Another interesting thought about McLellan not yet being fired, is that maybe, just maybe, it’s because Peter Chiarelli is on the hot seat. If OEG has already made the decision to fire Chiarelli at seasons’ end, or is at least looking at it as a real possibility, it would make no sense to bring in a new coach at the moment. They’d likely be fired together. If you hire a new GM, you’d want him to be able to make his own decisions involving coaching. I’m not sure you’d find a good, experienced, NHL coach who would be willing to take a job without knowing the future of his boss. That’s the Ralph Krueger mistake. Keeping this in mind, I would suggest that Chiarelli being fired at the end of the year becomes more and more likely, the longer McLellan keeps losing behind the bench. Not because he refuses to fire a losing coach, but because it implies he doesn’t have the power to do to fire anyone.

Firing a coach is a pretty easy thing to do in the middle of a season. There are lots available to step into that role right away, but not a lot you would consider an improvement to a good coach like McLellan. Firing a GM in the season (Or at any point, really) is a much harder thing to accomplish. If you do it now, you almost have to hire from within or an amateur. Forgive me if I don’t have much confidence in the Oilers abilities to hire an amateur. Because the GM is responsible for hiring scouts and analytics guys, firing a GM implies that the team has no confidence in any of the current ones. That makes it very difficult to come out ahead at the draft or during free agency. Other teams aren’t willing to part with their employees prior to the draft, and if the Oilers don’t have faith in their GM, they most certainly won’t let him make draft and free-agent decisions. It would set us back at least a year unless OEG has consultants willing to step in right now.

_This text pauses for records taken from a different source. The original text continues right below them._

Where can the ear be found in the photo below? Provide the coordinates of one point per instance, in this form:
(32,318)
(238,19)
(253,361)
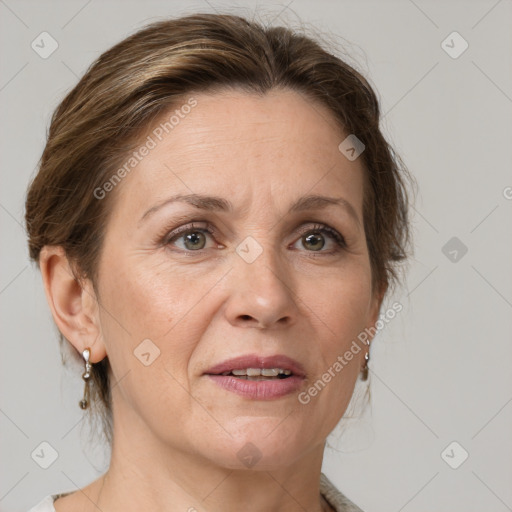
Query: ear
(375,305)
(374,310)
(73,304)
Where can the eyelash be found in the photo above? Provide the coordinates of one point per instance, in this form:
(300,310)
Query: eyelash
(316,228)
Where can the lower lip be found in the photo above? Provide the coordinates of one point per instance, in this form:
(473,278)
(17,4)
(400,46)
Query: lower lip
(259,389)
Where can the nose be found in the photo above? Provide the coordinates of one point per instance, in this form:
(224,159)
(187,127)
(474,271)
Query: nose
(261,294)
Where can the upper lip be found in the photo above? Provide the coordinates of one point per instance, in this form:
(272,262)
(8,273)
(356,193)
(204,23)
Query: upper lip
(257,361)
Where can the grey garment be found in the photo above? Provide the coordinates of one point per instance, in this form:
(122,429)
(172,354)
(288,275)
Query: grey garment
(335,498)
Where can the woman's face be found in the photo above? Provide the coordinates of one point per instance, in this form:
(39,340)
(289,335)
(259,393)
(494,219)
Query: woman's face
(253,276)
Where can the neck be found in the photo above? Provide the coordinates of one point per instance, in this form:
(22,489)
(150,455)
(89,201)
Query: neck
(145,475)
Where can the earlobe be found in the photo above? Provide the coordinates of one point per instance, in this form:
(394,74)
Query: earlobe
(73,304)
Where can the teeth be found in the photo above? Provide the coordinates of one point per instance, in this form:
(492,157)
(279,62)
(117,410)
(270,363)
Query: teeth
(270,372)
(256,372)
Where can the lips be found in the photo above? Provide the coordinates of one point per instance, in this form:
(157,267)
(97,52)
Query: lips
(256,361)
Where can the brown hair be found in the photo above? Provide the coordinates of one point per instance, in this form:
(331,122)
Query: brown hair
(123,92)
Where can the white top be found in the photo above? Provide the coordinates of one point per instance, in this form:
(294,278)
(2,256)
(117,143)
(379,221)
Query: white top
(335,498)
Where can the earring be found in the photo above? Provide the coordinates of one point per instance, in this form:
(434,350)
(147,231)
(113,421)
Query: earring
(84,403)
(364,371)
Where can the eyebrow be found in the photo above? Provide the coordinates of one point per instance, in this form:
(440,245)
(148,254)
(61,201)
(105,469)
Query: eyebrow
(214,203)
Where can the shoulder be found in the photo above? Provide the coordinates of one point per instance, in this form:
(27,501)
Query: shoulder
(335,498)
(45,505)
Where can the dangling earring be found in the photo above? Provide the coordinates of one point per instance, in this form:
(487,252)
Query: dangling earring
(364,371)
(84,403)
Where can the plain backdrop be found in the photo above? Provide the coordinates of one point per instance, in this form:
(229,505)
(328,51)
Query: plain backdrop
(441,380)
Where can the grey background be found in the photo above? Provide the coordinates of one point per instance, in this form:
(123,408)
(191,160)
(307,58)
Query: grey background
(441,370)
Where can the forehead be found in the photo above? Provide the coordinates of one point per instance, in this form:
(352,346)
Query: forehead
(246,146)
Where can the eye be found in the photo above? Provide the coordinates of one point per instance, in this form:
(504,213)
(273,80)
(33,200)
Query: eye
(194,237)
(314,239)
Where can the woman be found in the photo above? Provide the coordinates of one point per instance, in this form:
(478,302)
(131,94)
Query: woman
(217,219)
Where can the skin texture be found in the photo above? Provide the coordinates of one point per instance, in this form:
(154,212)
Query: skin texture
(177,434)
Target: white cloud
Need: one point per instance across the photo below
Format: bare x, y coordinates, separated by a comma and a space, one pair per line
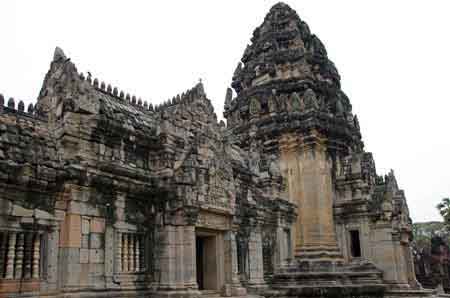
392, 56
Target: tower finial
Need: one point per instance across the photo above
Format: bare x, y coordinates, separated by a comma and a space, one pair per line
59, 55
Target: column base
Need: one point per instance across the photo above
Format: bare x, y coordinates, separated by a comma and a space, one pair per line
233, 290
331, 252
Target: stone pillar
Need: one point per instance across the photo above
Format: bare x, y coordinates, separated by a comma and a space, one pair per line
28, 255
190, 270
11, 255
166, 239
281, 247
119, 252
3, 243
305, 164
177, 258
125, 252
142, 260
255, 259
130, 252
18, 270
137, 266
51, 269
36, 256
233, 286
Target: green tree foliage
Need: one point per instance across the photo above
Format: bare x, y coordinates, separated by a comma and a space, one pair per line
444, 209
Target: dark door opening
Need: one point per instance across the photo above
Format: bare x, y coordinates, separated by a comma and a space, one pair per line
355, 244
200, 247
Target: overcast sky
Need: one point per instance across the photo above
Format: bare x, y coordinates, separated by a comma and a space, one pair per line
393, 57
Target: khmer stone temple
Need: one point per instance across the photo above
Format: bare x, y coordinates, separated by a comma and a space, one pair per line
106, 195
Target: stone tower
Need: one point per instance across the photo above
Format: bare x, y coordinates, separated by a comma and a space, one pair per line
289, 100
290, 108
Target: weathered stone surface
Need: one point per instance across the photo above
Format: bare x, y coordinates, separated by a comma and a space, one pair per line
135, 199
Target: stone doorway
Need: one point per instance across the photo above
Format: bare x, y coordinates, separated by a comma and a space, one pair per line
209, 261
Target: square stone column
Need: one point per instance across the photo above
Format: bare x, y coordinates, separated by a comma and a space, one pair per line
255, 260
232, 286
177, 259
307, 168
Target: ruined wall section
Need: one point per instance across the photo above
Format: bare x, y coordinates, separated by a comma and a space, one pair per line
30, 167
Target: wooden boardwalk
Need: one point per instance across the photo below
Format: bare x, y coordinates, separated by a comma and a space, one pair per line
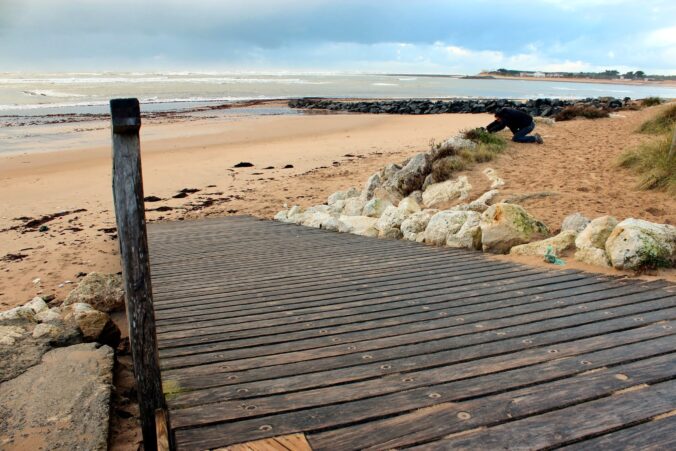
272, 330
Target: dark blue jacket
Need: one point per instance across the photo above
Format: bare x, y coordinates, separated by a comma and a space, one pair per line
509, 117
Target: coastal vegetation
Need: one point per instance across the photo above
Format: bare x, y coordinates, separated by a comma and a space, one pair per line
652, 101
653, 161
662, 123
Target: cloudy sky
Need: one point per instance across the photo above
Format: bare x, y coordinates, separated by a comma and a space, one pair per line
423, 36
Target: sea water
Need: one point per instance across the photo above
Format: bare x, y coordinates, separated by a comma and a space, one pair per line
27, 94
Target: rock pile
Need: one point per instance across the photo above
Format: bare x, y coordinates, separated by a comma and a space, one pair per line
534, 107
410, 201
56, 367
632, 244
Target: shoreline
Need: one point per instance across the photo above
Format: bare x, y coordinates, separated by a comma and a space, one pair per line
328, 152
666, 83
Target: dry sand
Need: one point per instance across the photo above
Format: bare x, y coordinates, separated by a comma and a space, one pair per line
576, 164
328, 152
70, 176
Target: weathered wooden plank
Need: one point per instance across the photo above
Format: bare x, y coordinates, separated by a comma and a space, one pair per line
352, 366
256, 336
204, 302
396, 327
294, 328
224, 389
432, 423
293, 442
658, 434
569, 424
423, 339
450, 383
326, 318
448, 418
503, 282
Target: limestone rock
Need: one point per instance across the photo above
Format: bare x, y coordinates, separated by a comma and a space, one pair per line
94, 325
559, 243
9, 334
480, 204
409, 206
21, 313
388, 193
353, 206
469, 235
504, 226
439, 194
391, 219
352, 192
47, 330
337, 207
446, 228
47, 316
492, 176
415, 225
321, 220
388, 171
596, 233
592, 256
417, 196
104, 292
281, 216
456, 143
576, 222
410, 178
370, 188
294, 215
61, 404
37, 304
375, 207
636, 244
359, 225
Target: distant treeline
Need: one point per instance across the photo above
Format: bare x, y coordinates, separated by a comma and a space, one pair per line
605, 75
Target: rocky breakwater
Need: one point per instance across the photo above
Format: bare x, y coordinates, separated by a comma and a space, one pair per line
415, 202
535, 107
56, 362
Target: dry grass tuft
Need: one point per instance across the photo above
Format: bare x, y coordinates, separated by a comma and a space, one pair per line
587, 111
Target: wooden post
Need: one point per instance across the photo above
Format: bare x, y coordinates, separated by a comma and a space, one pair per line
131, 231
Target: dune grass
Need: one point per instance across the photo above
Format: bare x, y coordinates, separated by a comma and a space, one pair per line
664, 122
651, 162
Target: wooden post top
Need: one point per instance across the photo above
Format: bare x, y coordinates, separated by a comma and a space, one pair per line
126, 114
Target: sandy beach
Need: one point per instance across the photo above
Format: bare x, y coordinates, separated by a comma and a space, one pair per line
574, 169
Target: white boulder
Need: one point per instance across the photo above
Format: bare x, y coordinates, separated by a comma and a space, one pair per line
636, 244
504, 226
439, 194
414, 225
359, 225
559, 243
575, 222
353, 206
446, 228
492, 176
370, 188
375, 207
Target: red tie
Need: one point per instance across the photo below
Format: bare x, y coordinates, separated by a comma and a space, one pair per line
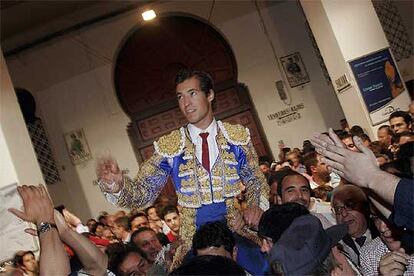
205, 158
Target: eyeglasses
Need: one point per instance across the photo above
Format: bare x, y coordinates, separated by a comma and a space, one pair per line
339, 210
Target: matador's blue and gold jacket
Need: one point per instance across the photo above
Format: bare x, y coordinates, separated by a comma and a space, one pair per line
203, 196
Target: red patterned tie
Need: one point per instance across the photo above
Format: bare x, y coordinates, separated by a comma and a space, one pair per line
205, 158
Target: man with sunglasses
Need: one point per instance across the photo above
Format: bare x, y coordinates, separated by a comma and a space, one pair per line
351, 207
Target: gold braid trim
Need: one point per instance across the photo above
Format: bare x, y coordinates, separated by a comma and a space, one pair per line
187, 231
231, 220
235, 134
172, 144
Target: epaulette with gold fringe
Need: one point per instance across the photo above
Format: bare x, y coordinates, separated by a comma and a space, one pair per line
172, 144
235, 134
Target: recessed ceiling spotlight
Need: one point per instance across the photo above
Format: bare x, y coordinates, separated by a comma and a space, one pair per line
148, 15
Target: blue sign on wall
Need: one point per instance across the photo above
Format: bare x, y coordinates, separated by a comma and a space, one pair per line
378, 79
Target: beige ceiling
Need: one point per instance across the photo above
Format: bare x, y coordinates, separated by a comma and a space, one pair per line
36, 20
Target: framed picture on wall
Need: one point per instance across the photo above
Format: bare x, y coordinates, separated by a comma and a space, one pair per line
294, 69
77, 146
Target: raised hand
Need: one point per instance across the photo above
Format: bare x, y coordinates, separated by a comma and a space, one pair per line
37, 206
393, 263
356, 167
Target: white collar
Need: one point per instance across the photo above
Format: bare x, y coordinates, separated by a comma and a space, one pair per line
195, 131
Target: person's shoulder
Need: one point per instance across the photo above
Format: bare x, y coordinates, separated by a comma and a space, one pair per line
171, 144
235, 133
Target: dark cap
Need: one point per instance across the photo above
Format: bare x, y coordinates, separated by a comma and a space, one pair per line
305, 245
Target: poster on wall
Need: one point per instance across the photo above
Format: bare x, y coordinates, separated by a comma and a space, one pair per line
380, 84
295, 70
77, 146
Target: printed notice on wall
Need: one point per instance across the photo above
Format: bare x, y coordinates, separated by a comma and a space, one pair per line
380, 84
287, 115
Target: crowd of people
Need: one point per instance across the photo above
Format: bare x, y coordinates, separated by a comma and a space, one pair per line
341, 205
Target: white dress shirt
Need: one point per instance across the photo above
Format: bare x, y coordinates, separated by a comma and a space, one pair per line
211, 140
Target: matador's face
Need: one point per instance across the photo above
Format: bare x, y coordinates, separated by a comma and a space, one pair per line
194, 103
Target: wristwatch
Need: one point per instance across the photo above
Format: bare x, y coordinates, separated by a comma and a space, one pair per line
43, 227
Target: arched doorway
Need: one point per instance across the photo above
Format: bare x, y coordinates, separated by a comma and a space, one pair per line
144, 79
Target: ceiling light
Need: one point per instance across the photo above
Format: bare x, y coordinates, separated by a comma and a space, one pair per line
148, 15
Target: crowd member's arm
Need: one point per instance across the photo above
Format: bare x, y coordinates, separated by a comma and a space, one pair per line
93, 260
38, 208
361, 168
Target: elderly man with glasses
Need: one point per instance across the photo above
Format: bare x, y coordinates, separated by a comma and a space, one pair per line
351, 207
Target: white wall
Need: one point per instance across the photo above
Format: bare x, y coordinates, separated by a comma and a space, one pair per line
74, 87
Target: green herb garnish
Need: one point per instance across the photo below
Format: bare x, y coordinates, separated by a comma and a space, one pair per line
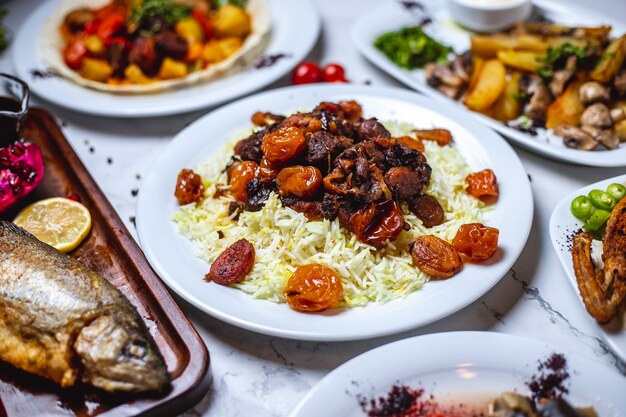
4, 36
411, 48
556, 59
149, 14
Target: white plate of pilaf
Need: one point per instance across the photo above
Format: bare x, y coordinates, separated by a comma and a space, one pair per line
383, 292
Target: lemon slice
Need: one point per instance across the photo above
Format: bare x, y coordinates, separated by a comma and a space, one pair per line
57, 221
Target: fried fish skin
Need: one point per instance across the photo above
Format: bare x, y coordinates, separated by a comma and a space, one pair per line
63, 321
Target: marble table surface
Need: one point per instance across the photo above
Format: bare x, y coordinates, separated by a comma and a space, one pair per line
262, 376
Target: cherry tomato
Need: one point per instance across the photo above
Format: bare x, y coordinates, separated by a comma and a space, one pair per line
111, 25
204, 22
334, 73
412, 143
74, 53
435, 257
307, 73
282, 145
91, 28
483, 184
267, 169
441, 136
313, 287
477, 241
189, 188
239, 174
299, 181
378, 223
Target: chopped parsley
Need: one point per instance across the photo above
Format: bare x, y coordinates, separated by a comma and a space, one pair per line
150, 13
411, 48
556, 59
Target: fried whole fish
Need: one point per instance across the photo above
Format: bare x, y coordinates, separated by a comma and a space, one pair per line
63, 321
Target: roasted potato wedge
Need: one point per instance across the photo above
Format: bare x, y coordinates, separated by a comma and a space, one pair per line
489, 85
508, 106
487, 46
611, 61
567, 108
521, 60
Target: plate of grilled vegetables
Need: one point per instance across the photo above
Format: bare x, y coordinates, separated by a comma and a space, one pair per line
587, 229
554, 84
159, 57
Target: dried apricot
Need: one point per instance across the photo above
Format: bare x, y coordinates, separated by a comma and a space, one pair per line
189, 188
477, 241
299, 181
427, 209
313, 287
483, 185
239, 174
378, 223
441, 136
232, 265
413, 143
435, 257
283, 145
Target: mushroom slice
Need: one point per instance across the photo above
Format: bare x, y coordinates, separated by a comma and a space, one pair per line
593, 92
608, 138
597, 115
603, 291
574, 137
618, 114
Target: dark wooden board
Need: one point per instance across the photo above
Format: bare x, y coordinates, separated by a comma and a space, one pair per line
111, 251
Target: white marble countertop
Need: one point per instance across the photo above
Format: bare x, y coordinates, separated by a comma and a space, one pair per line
258, 375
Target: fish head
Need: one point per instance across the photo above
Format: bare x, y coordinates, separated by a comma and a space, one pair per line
117, 355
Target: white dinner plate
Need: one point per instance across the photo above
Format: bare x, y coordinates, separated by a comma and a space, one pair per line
562, 225
294, 30
459, 367
172, 255
392, 16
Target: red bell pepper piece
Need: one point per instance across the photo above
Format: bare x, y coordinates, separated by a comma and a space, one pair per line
74, 53
204, 22
110, 25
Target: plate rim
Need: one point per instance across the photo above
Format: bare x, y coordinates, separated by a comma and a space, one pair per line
487, 338
528, 142
316, 335
23, 66
566, 264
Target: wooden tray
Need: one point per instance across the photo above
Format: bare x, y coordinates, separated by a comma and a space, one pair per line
111, 251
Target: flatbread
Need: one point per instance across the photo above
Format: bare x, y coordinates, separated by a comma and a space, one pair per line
53, 44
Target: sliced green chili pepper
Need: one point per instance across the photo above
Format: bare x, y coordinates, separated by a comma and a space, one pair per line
601, 200
617, 191
597, 220
581, 208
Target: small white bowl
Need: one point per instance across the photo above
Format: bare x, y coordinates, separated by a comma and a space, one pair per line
489, 15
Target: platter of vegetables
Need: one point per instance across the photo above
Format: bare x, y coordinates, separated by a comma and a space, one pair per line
115, 58
149, 45
555, 85
587, 230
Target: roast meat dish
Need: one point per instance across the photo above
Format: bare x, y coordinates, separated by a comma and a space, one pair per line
331, 163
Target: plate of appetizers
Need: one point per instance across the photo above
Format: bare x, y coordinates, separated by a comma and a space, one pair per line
87, 326
587, 229
492, 375
554, 84
370, 212
159, 57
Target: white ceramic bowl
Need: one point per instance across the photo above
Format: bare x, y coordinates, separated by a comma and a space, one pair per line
489, 15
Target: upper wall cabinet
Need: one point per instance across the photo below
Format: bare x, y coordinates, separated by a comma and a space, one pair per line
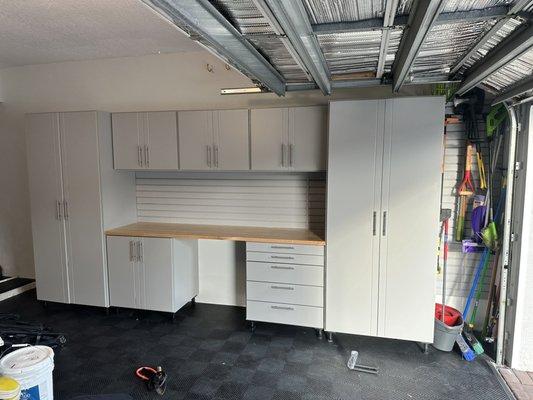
289, 139
146, 140
214, 140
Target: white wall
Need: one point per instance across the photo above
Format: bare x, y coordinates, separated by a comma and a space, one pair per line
522, 340
155, 82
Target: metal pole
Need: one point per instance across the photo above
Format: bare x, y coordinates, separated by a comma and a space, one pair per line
506, 241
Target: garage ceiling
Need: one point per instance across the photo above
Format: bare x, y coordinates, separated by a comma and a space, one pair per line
348, 43
44, 31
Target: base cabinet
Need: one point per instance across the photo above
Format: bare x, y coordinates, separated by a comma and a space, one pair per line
285, 284
157, 274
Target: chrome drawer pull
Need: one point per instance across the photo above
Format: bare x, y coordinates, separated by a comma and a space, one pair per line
282, 287
282, 308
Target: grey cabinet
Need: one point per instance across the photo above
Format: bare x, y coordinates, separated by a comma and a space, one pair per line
291, 139
383, 216
157, 274
214, 140
73, 188
145, 140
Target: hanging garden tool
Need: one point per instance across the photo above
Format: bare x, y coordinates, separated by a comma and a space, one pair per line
465, 190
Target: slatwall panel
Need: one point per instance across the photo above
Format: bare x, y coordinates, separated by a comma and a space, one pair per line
243, 199
461, 267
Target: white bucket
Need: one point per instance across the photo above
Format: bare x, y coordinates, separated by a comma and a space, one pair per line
32, 368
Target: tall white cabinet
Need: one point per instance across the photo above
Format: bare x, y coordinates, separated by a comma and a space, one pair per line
75, 195
383, 202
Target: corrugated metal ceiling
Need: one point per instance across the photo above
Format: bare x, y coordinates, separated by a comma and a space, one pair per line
356, 53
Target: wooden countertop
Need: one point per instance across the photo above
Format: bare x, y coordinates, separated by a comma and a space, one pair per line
220, 232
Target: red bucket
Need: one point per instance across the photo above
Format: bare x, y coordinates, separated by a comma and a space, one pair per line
451, 316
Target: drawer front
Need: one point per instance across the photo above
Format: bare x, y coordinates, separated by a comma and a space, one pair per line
285, 273
285, 293
312, 317
285, 248
285, 258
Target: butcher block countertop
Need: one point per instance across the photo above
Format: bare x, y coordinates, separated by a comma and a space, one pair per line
219, 232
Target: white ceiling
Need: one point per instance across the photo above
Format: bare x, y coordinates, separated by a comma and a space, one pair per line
47, 31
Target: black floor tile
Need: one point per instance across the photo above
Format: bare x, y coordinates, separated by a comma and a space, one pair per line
209, 353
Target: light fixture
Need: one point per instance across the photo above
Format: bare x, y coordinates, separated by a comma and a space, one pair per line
248, 90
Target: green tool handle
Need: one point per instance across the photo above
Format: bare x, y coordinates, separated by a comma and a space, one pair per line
479, 290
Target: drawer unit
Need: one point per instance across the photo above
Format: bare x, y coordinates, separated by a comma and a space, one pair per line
285, 293
283, 273
303, 259
285, 284
285, 314
285, 248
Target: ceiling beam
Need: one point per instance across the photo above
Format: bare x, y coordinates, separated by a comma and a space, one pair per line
420, 22
204, 20
515, 9
521, 87
292, 18
505, 52
401, 20
388, 21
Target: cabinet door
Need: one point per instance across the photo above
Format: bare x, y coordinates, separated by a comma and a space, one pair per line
307, 138
122, 270
411, 197
195, 133
161, 140
127, 139
354, 180
269, 136
157, 275
83, 212
45, 184
232, 145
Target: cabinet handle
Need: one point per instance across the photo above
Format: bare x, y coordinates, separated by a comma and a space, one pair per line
282, 308
280, 267
283, 257
282, 287
282, 247
290, 154
208, 154
65, 209
58, 210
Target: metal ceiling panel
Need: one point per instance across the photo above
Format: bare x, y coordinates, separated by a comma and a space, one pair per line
444, 46
508, 28
510, 74
469, 5
351, 52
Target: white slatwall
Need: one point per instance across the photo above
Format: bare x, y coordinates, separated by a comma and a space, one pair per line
243, 199
461, 267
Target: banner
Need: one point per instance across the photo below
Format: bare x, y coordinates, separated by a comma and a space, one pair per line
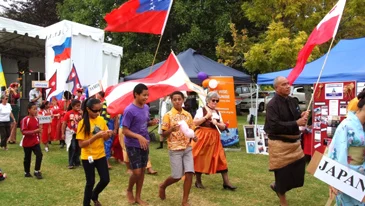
227, 108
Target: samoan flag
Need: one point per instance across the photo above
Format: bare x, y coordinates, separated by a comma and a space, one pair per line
143, 16
74, 78
63, 51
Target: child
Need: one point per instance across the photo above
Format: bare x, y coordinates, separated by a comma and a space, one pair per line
31, 129
69, 129
91, 134
46, 131
180, 150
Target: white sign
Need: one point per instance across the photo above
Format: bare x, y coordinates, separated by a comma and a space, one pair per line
40, 84
44, 119
95, 88
341, 177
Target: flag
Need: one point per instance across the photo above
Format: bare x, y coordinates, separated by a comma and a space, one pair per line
168, 78
142, 16
63, 51
2, 76
324, 31
73, 78
52, 83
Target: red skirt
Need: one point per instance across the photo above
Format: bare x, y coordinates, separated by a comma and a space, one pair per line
208, 152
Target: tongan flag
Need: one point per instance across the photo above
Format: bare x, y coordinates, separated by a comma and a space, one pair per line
63, 51
52, 84
74, 78
163, 81
143, 16
324, 31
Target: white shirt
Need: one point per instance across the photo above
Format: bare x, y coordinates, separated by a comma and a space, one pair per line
35, 94
5, 111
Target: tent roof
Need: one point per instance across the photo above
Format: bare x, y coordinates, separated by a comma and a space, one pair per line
193, 63
345, 63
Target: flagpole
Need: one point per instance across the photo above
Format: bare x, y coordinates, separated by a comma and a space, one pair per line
320, 74
154, 58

When it comes right down to it, I think there are only really three possible reasons Todd is still the coach of this team. Either Chiarelli is gone at the end of the season, they’re just waiting for a better coach to become available, or McLellan has convinced the team that this season’s result is cause by nothing but variance and luck. The last option isn’t out of the question, either. Given what we know today though, I would predict that McLellan will not be back next year, and that if he is still the coach on game 82, neither will Chiarelli. It’s going to be an interesting development. I just hope the GM — whoever it is — gets some new Pro Scouts.